JAKARTA — PT Bank CIMB Niaga Tbk. (BNGA) mencatatkan kinerja bisnis yang stabil sepanjang semester I/2026. Penyaluran kredit dan pembiayaan perseroan tumbuh 6,6% secara tahunan (year on year/YoY) menjadi Rp247,2 triliun, didorong oleh peningkatan dana murah atau current account and savings account (CASA).
Merujuk pada laporan keuangan semester I/2026, CASA CIMB Niaga tercatat sebesar Rp193,1 triliun atau naik 6,9% YoY. Di samping itu, laba sebelum pajak konsolidasian mencapai Rp4,3 triliun.
Presiden Direktur dan CEO CIMB Niaga Lani Darmawan menjelaskan bahwa pencapaian tersebut didukung oleh pelaksanaan strategi yang disiplin, terutama dalam mendorong penyaluran kredit berkualitas serta memperkuat penghimpunan dana murah.
“Pendapatan operasional [revenue] dan laba operasional sebelum pencadangan [pre-provision operating profit] masing-masing tumbuh 6,8% [YoY] dan 6,5% [YoY],” ujar Lani dalam keterangan, Senin (7/9/2026).
Lani menambahkan, peningkatan dari kontribusi pendapatan nonbunga turut membantu mengimbangi penurunan pada pendapatan bunga bersih.
Mengenai kualitas aset, rasio kredit bermasalah (gross non-performing loan/NPL) CIMB Niaga membaik menjadi 1,83%. Perseroan juga memperkuat alokasi pencadangan bagi perusahaan multifinance sesuai ketentuan regulator.
Hingga 30 Juni 2026, total aset konsolidasian CIMB Niaga berada di angka Rp382 triliun, naik 6,7% YoY. Sementara itu, dana pihak ketiga (DPK) tumbuh 2,8% YoY menjadi Rp269,3 triliun, dengan porsi rasio CASA sebesar 71,7%.
Berdasarkan segmen bisnisnya, perbankan korporasi menjadi pendorong pertumbuhan kredit terbesar dengan kenaikan 13,8% YoY.
Kredit komersial tumbuh 4,6%, usaha kecil menengah (UKM) naik 2,9%, dan perbankan konsumer tumbuh 0,1%. Pada sektor ritel, pertumbuhan kredit disokong oleh Kredit Pemilikan Mobil (KPM) yang meningkat 4,7% YoY.
Pada lini syariah, Unit Usaha Syariah (UUS) CIMB Niaga membukukan total pembiayaan Rp54 triliun dan DPK Rp50,9 triliun per 30 Juni 2026, sekaligus mempertahankan posisinya sebagai UUS terbesar di Indonesia.
Selain fokus pada kredit, CIMB Niaga terus mengakselerasi layanan digital.

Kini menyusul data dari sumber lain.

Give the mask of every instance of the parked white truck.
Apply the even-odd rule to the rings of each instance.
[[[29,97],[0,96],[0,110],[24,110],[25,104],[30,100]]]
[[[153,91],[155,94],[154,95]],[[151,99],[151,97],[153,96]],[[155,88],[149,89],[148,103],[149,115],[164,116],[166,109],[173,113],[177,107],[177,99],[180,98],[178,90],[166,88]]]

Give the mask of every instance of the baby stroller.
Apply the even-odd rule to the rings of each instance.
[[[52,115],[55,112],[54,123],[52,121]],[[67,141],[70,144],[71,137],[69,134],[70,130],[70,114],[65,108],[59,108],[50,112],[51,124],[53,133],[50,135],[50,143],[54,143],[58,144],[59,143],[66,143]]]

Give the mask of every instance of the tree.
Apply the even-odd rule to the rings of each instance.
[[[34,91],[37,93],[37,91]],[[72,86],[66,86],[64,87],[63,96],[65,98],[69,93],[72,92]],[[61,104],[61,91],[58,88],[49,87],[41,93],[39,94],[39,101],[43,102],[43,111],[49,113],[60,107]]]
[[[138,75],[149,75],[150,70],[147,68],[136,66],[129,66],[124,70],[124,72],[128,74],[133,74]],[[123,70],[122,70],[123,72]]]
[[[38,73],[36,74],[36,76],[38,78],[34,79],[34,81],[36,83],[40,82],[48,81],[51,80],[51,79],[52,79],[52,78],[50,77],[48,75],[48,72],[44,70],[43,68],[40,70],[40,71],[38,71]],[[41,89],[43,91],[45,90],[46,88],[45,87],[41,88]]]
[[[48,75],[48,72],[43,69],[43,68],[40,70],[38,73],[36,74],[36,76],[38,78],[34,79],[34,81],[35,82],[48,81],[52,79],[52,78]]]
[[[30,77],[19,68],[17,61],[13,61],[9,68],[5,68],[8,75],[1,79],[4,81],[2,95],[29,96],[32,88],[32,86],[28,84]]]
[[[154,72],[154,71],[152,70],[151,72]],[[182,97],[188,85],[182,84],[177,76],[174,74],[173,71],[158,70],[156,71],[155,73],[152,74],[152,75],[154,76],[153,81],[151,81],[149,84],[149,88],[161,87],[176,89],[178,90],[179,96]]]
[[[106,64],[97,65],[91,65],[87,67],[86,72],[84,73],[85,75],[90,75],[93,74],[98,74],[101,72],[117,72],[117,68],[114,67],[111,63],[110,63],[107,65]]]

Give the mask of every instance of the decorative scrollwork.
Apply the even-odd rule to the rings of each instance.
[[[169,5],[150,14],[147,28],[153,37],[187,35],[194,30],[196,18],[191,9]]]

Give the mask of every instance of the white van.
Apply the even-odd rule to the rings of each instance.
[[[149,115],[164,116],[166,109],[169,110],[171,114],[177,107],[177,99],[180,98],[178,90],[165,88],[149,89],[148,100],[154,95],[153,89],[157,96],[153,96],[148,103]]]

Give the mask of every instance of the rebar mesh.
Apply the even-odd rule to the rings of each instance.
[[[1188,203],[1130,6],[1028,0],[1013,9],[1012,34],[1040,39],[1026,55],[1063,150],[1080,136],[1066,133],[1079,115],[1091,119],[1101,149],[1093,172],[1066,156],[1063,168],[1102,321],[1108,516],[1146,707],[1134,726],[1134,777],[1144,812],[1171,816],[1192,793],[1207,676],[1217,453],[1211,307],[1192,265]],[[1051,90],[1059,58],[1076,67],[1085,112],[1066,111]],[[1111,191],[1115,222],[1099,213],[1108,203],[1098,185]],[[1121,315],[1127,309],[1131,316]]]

Saat ini, lebih dari 90% transaksi nasabah diproses melalui kanal digital seperti OCTO, OCTOBIZ, ATM, dan OCTO Pay. Per Juni 2026, perseroan telah mengoperasikan 38 Digital Branch dan 28 Digital Hub.
Tingginya adopsi digital juga mendongkrak transaksi investasi di OCTO. Pada semester I/2026, transaksi reksa dana naik 48% YoY dan transaksi obligasi melonjak 112% YoY.
Lani menuturkan bahwa CIMB Niaga bakal melanjutkan strategi Forward30 dengan berfokus pada kredit berkualitas, penguatan CASA, diversifikasi pendapatan, serta optimalisasi layanan wealth management, transaction banking, dan ekosistem digital.